Chappelle's Honor from his DC High School Postponed Over Netflix Special

Sunday November 14, 2021

Dave Chappelle in his Netflix special "The Closer"
Dave Chappelle in his Netflix special "The Closer"  (Source:Netflix)

Dave Chappelle was to get an honor from the Washington DC high school he graduated from, but its current students have nixed the idea, at least for now, reports the Daily Mail.

"Students at a Washington, D.C. high school threatened to walk out if administrators went ahead with a planned fundraiser featuring one of its most famous alumni, Dave Chappelle, who has been accused of making anti-transgender comments," the publication writes. "But the school pushed back against 'cancel culture' - rescheduling the ceremony for April 22."

The school is to receive $100,000 from the controversial comedian whose latest Netflix special "The Closer" has angered trans activists who found the comic transphobic.

"A dedication was originally planned for Nov. 23. But the school said in a statement that 'moving forward with the event ... without first addressing questions and concerns from members of the Ellington Community would be a missed opportunity for a teachable moment,'" reports the Washington Post.

"Dave is an artist and activist and applauds the school taking time to develop creative and critical thinkers," Carla Sims, a representative for Chappelle, wrote in an email. "He supports the school and any effort to contribute to open conversations vs. cancellations."

"In an interview," the Post reports, "Duke Ellington Principal Sandi Logan said she has had both formal and informal meetings with students to discuss Chappelle's comments, including a month of weekly meetings with an "advisory committee" of student leaders that includes representatives from the school's Gender and Sexuality Alliance.?

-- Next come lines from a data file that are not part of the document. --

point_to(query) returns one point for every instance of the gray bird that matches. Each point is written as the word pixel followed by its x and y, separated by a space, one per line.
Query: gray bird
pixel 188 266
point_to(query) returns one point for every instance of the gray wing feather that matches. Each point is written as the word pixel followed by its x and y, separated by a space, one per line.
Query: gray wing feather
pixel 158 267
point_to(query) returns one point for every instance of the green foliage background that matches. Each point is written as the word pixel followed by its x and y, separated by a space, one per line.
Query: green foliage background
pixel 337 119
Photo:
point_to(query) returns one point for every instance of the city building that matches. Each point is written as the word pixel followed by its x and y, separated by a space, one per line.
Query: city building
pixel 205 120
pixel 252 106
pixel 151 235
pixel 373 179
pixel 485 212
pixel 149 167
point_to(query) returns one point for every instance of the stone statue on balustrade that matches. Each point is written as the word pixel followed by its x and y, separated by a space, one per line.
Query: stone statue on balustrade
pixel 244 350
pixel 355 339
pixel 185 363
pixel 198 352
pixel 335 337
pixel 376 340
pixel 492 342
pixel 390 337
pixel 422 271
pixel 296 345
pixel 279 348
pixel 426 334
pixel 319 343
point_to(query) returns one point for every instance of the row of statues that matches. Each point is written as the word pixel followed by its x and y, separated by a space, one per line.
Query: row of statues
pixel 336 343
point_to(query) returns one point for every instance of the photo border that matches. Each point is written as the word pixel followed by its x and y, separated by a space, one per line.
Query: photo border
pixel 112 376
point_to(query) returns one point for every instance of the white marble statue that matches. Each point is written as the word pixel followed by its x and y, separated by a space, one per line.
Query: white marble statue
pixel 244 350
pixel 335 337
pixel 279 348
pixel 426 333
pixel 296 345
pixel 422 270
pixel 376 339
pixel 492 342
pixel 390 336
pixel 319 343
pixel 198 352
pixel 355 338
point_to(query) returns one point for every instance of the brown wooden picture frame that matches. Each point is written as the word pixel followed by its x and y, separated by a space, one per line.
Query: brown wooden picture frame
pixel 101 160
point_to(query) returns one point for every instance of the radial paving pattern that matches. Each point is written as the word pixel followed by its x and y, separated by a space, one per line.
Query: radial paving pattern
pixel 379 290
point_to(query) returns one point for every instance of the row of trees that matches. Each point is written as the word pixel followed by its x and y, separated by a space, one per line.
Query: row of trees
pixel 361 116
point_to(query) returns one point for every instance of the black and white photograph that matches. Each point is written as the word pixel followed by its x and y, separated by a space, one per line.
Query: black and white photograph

"On our end, we just needed a little time to get our community to at least have the conversation — not to maybe change minds. That is never our objective," Logan said. "We needed that time to be able to get conversation and meaningful progress within the community, not a Band-Aid."

Some students at Duke Ellington, which has a large population of LGBTQ students, previously told The Washington Post that the decision to rename the theater — what some referred to as the heart of the school — for Chappelle made them feel uncomfortable.

Friday's announcement "is a loss because we didn't want the theater to be renamed after him, but it looks like the school is going to go forward with it anyway," sophomore Andrew Wilson, 16, said. "It makes me feel disappointed."